MotoGP's current rider market merry-go-round was in full swing in the build up to Mugello, as the confirmation of Maverick Viñales' departure from Suzuki was quickly followed by the announcement of Iannone's arrival.
With Espargaro yet to seriously start negotiations with the Japanese factory over a contract renewal, the Catalan was irked by the timing of the Iannone announcement, as well as the fact that he did not learn of the move through a courtesy call from Suzuki's management.
“It's not that I'm not happy,” said the elder Espargaro, who has finished inside the top six at each of the past three races.
“I'm a little bit sad because I thought that I was more valuable to Suzuki. I feel that I deserved a little bit more respect. Things are like this. Suzuki obviously made a really great job taking Iannone.
“After Maverick left to Yamaha one of the only good, top riders in the market was Iannone so good job for Suzuki. But the way they did it… They announce really quick. We haven't started to talk yet. I expected something different.
“I don't really know [about another rider potentially taking his seat]. I heard Zarco. I heard Rins. I don't know. It's not anything that I can control. All I can do is try and be competitive on the track. The last three races we've finished in the top six. I think I deserve something more. After these two years developing the bike. When I arrived at Suzuki the bike was very bad. We did a great job developing the bike with the team, doing a good job together.
“This year in the last three races both riders were at the top so for me it would be crazy to change both riders. But it's nothing that depends on me.”
The 26-year old went on to explain how he had not yet held serious negotiations with the Hamamatsu factory regarding 2017, and that the announcement may force him to reconsider his strategy in deciding on future plans.
“Actually I said to my manager [Albert Valera] that I don't want to talk to anybody because my priority was to stay with Suzuki but after these last 48 hours we should change the strategy.
“The thing is that we have really good options. After these last three races, and the job that we did with the Suzuki, is great. We have great options but we haven't started talking yet.
“The priority is always to stay because I am really grateful to Suzuki because they gave me a really great opportunity. Obviously I want to continue working with them. The last two days were a little strange and I'm a little sad.”
Rumours within the MotoGP paddock suggest Suzuki may turn its attention to Moto2 title leader Alex Rins as its second rider, with a sprinkling of youthful exuberance complimenting Iannone's experience and proven speed.
On the topic of this, Espargaro said that he would not dwell on the factory's hiring policy. Achieving results on the track is currently his best means to respond.

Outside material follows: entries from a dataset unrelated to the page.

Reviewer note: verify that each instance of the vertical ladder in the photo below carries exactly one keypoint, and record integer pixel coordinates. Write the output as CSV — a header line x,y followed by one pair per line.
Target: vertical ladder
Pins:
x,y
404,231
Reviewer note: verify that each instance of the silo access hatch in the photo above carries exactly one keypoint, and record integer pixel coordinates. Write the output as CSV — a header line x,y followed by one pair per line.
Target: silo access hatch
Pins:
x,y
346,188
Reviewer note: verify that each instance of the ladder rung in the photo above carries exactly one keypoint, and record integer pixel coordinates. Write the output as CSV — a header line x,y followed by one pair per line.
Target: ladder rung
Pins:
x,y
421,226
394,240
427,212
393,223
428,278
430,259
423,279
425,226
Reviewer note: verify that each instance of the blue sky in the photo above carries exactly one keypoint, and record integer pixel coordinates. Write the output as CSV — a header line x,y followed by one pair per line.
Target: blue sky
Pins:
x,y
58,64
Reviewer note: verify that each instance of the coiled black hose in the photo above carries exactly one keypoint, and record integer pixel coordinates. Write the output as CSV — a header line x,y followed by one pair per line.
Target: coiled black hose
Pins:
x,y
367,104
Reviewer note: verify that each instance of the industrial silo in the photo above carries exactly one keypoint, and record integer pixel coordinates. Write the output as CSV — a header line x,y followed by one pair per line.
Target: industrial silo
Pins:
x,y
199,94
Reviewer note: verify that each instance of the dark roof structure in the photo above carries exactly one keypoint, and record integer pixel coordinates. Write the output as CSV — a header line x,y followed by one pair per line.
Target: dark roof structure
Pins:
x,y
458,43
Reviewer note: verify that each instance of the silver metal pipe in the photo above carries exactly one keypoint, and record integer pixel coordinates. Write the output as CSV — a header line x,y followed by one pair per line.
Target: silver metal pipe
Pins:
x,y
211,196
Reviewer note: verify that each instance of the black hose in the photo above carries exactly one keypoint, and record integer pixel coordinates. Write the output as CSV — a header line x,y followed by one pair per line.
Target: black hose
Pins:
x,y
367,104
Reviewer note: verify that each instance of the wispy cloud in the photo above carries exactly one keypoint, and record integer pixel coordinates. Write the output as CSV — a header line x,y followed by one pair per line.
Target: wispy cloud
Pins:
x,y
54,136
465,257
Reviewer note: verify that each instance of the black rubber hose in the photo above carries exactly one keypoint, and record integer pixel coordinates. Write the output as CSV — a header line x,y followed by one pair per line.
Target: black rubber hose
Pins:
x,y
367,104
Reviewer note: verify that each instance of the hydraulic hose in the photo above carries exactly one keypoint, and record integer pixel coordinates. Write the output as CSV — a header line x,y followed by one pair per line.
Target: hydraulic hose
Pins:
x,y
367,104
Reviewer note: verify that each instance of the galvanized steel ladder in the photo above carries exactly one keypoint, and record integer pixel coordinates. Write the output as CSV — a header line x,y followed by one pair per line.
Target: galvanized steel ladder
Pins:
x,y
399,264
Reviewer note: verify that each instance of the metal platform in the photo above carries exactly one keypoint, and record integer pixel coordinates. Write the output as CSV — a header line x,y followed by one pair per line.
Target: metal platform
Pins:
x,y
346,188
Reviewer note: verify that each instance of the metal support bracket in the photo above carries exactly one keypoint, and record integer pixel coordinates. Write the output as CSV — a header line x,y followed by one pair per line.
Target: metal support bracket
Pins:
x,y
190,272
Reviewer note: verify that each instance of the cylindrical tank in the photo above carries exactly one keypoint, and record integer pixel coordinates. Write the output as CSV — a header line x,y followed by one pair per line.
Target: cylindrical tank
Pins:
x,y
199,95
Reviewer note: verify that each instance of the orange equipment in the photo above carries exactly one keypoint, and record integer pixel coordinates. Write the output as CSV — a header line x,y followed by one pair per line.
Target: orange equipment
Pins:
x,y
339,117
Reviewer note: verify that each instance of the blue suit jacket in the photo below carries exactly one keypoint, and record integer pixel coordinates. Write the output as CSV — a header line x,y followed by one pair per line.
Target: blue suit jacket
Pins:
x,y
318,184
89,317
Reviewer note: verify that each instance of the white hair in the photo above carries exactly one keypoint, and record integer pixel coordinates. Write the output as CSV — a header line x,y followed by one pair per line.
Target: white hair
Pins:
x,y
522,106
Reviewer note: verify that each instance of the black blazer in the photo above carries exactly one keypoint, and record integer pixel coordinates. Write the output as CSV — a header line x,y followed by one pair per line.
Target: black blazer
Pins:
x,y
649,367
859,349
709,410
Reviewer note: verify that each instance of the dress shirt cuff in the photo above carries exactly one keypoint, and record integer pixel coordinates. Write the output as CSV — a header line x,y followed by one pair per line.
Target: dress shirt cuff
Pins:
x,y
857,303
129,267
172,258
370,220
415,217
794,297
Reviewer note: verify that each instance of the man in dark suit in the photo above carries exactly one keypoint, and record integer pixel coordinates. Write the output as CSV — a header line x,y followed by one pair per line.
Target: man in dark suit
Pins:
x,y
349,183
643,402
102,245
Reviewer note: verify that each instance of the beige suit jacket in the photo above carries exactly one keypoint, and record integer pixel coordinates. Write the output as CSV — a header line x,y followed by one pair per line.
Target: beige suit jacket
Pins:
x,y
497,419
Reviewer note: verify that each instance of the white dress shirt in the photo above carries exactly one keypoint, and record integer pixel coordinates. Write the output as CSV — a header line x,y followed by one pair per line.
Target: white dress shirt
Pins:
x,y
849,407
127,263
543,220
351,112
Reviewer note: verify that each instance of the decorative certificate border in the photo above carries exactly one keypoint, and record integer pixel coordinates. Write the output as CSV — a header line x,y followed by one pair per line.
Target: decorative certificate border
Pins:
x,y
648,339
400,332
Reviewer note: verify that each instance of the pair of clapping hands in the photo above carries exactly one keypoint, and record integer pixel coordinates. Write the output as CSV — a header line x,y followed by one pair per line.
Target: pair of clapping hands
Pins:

“It can be. For me the most important thing is to put both bikes on top, like Maverick and me are doing now and in the last rounds. But, you know, I'm not the boss of Suzuki. I can't decide. If they want a younger rider, and with 26 years old I am old, I don't know… The only thing I can do is to be competitive on the track and make the decision difficult for them.”
Asked whether the news has given him more motivation going into the sixth round, Espargaro added, “Yeah, but more motivation is more difficult. I'm really, really motivated always to fight.
“To fight with this young kid (Maverick) is really difficult. He is really fast. In the last races I push very hard. I work very hard with Tom [O'Kane – crew chief] to change the setting for the race. We showed a good level. Obviously I am really motivated but nothing has changed [with regards to this] because of the future.”